For biocompatibility tests (Cytotoxicity, Sensitization, Irritation), no specific number of samples is provided beyond the statement "Under the conditions of the study," which is typical for such assessments and does not usually involve a large numerical sample count for establishing non-toxicity/irritation/sensitization.
The data provenance is not explicitly stated in terms of country of origin or whether it's retrospective or prospective. However, given that these are laboratory performance tests conducted by the manufacturer for regulatory submission, they are almost certainly prospective tests performed on newly manufactured devices.
3. Number of Experts Used to Establish Ground Truth for the Test Set and Qualifications
This information is not applicable and therefore not provided in the document. The "ground truth" for device performance in this context is established through objective, standardized laboratory tests (e.g., ASTM F2101-14 for BFE, ASTM F2299-03 for PFE, ASTM F1862/F1862M-17 for fluid resistance). These tests have defined methodologies and pass/fail criteria, and their results are quantitative or qualitative based on the test method itself, not on expert consensus.
4. Adjudication Method for the Test Set
This information is not applicable and therefore not provided in the document. Adjudication methods (like 2+1, 3+1) are typically used in clinical studies or studies involving human interpretation (e.g., image analysis by radiologists) where disagreements between evaluators need to be resolved to establish ground truth. For standardized laboratory performance tests, the results are objectively measured according to the test method and do not require expert adjudication.
5. Multi-Reader Multi-Case (MRMC) Comparative Effectiveness Study
This information is not applicable and therefore not provided in the document. An MRMC study is relevant for diagnostic devices where human readers interpret data, and the study assesses the impact of an AI alongside human readers. This submission is for a physical medical device (surgical mask) and involves laboratory performance testing, not diagnostic interpretation.
6. Standalone (Algorithm Only) Performance Study
This information is not applicable and therefore not provided in the document. This device is a physical product (surgical mask), not an algorithm or AI system. Therefore, the concept of "standalone algorithm performance" does not apply.

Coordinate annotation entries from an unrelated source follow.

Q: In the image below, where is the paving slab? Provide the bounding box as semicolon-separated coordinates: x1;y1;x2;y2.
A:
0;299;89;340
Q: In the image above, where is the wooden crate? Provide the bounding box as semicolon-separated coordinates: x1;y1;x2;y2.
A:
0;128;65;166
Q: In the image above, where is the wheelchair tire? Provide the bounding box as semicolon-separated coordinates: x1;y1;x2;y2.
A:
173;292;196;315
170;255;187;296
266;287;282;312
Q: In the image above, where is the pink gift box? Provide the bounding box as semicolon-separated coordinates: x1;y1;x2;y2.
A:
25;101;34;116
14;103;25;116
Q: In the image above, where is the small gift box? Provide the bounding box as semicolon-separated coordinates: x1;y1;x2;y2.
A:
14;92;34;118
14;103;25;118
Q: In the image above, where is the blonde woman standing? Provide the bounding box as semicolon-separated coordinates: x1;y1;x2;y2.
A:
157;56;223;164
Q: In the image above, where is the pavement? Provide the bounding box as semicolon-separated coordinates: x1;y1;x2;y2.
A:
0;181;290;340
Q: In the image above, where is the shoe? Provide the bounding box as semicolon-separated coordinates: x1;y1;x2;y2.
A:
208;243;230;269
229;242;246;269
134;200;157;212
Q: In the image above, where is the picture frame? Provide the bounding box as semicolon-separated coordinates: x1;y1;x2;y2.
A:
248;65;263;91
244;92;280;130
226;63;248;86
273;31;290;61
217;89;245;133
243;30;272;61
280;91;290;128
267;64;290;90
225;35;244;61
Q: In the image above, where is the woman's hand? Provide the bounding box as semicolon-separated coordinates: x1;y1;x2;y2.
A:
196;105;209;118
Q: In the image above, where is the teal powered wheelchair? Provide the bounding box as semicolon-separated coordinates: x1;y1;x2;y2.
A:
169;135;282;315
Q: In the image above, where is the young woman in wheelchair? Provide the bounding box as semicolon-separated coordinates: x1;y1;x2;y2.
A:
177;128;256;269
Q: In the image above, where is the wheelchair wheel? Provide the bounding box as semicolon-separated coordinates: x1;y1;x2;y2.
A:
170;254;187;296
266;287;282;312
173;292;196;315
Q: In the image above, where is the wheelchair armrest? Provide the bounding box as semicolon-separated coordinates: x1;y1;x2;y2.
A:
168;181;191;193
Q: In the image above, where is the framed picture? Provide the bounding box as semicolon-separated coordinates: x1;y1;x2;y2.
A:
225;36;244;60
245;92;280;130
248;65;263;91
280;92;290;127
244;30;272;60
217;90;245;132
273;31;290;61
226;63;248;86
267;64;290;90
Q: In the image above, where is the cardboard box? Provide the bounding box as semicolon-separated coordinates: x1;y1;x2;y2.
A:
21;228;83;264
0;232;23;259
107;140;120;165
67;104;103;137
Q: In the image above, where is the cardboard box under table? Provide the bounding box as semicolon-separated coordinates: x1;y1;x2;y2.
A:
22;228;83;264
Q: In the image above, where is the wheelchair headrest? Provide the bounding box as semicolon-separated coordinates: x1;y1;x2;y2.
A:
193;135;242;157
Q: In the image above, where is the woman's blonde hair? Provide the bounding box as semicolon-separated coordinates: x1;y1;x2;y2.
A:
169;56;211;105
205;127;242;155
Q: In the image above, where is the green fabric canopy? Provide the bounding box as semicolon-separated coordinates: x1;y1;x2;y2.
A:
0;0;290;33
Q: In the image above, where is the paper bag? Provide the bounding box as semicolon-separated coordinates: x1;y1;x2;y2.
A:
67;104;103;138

7. Type of Ground Truth Used
For the performance and biocompatibility tests, the "ground truth" is established by objective measurements and results from standardized laboratory test methods (e.g., ASTM F2100-19, ASTM F2101-14, EN 14683: 2019, ASTM F2299-03, ASTM F1862/F1862M-17, 16 CFR Part 1610 for performance testing; ISO 10993-5:2009, ISO 10993-10:2010 for biocompatibility). These methods have predefined criteria for what constitutes a "Pass" or "Fail."
8. Sample Size for the Training Set
This information is not applicable and therefore not provided in the document. The product is a physical medical device (surgical mask) and does not involve AI or machine learning algorithms that require training sets.
9. How the Ground Truth for the Training Set Was Established
This information is not applicable and therefore not provided in the document, as there is no training set for this type of device.